In children with early bilateral cataracts, we found a significant difference (p <0.05) in mean visual acuities in favour of lens implantation. In addition, only two children with aphakic eyes acquired binocular vision. It should be noted that in early bilateral cataracts, the existence of nystagmus plays a determining role in functional visual prognosis. The work of Robb and Petersen20 has shown poor visual results in children who had nystagmus before surgery. There are few data on implantation. Markham et al 21 published their visual outcome results in infants operated on for early bilateral cataracts at 3 and 7 months of age. Their results were similar to ours for this type of cataract. Consequently, poor visual outcome following surgery for early bilateral cataracts would appear to be related to the existence of pre- and postoperative nystagmus. Since at the present time few results have shown long term benefit from IOL, the decision to implant in these children must be weighed carefully.
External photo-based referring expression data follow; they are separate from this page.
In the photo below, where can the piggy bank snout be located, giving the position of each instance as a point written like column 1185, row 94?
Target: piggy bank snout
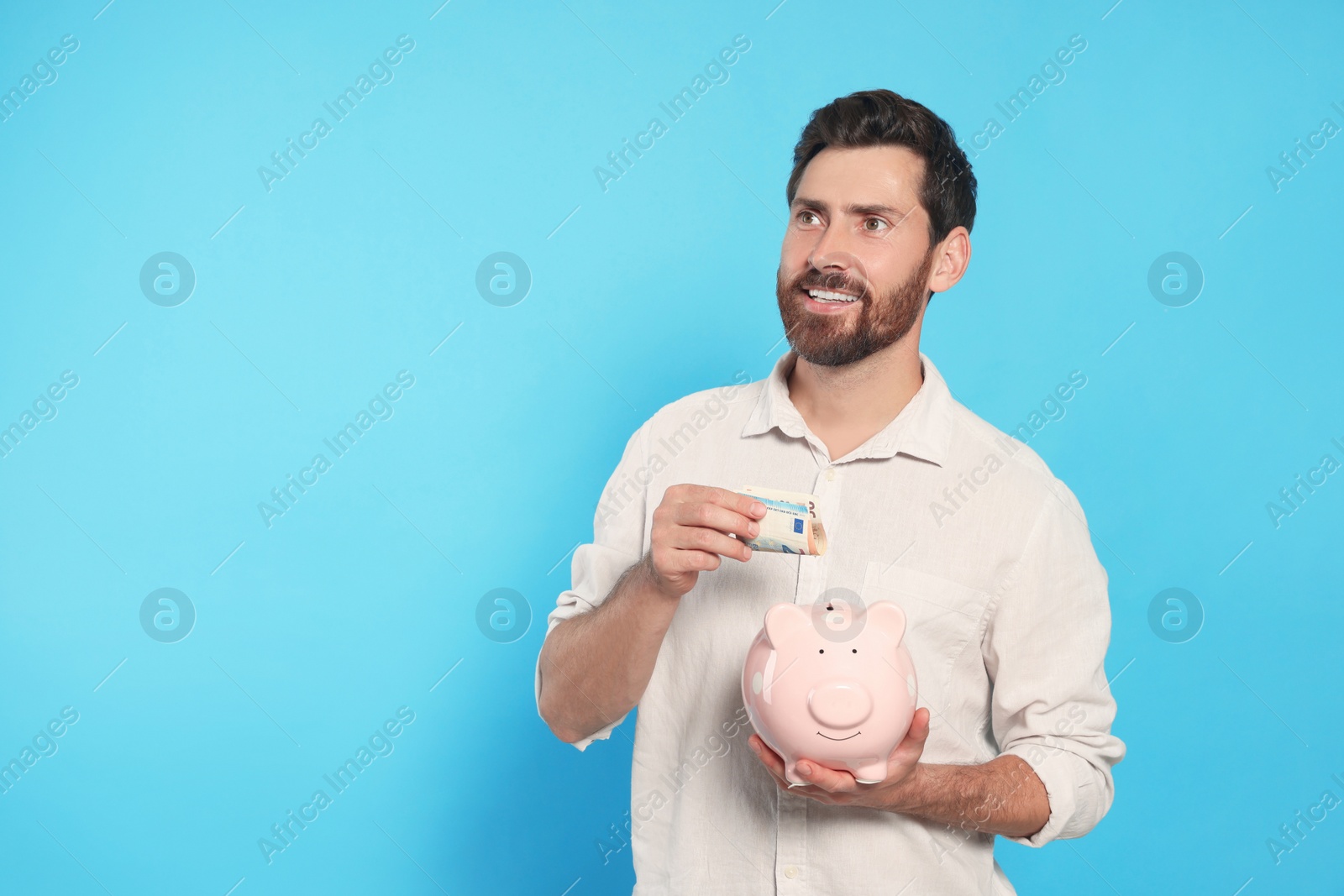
column 840, row 705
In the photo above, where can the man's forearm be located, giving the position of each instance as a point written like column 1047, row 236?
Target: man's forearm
column 1000, row 797
column 596, row 665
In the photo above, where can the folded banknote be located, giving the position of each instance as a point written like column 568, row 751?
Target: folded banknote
column 790, row 523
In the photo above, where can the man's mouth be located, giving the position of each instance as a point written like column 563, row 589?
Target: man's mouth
column 828, row 301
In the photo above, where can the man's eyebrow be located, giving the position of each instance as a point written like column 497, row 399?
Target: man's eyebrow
column 851, row 208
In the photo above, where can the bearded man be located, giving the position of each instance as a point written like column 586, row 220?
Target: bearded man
column 925, row 504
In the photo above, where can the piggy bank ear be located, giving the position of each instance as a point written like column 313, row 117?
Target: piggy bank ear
column 887, row 620
column 785, row 622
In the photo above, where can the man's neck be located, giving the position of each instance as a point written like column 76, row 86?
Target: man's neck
column 846, row 406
For late unilateral and bilateral cataracts, however, visual outcome is more satisfactory. In our study, mean visual acuities were always significantly higher in pseudophakic eyes. Likewise, the percentage of eyes with visual acuity >20/63 (<0.5 log MAR) was higher in cases with lens implantation, with a highly significant difference (p <0.001) for late bilateral cataracts. Moreover, binocular vision was significantly more frequent in pseudophakic eyes. Gimbel et al 22 23 operated 24 pseudophakic eyes in children over the age of 2 and found that visual acuity was >20/40 (<0.3 log MAR) 4 years after surgery in 79.2% of cases. Our results are in agreement with these findings.
Finally, Ben Ezra and Paez24 found foveolar fixing with a visual acuity >20/40 (<0.3 log MAR) in nine children operated on for unilateral cataract with primary implantation performed after the age of 1½, without any major postoperative complications.
Our findings and those reported by Koenig et al,25 who showed that 87% of children implanted with an IOL recovered visual acuity >20/40 (<0.3 log MAR), also suggest that lens implantation would be the appropriate choice for traumatic cataracts if operating conditions are favourable and retinal damage can be avoided.
IOLs implantation is generally considered to be a safe surgical technique for the correction of paediatric aphakia.26Visual outcome after surgical treatment of cataracts depends on the type of cataract encountered. For early unilateral and bilateral cataracts, good prognosis for visual acuity and binocular vision depends on early diagnosis and surgery before the development of abnormal foveolar function. Detection plays a crucial role here. The problem is different in late unilateral and bilateral cataracts because vision was acquired before cataract development. The question which is raised is one of identifying correct indications for lens implantation. The surgeon’s decision should be based on personal experience and family consent after discussion with the medical team, essential for successful rehabilitation.
The mean visual acuities reported here after IOL implantation in children show that excellent visual outcome can be achieved with statistically significant differences between early and late bilateral cataracts, and late unilateral cataracts. Thus implantation would be indicated for unilateral and bilateral cataracts if surgery is undertaken before the development of abnormal foveal function. Foveal function and not age at surgery is the determining factor for visual outcome after paediatric cataract surgery.
The authors have no financial or proprietary interest in this study.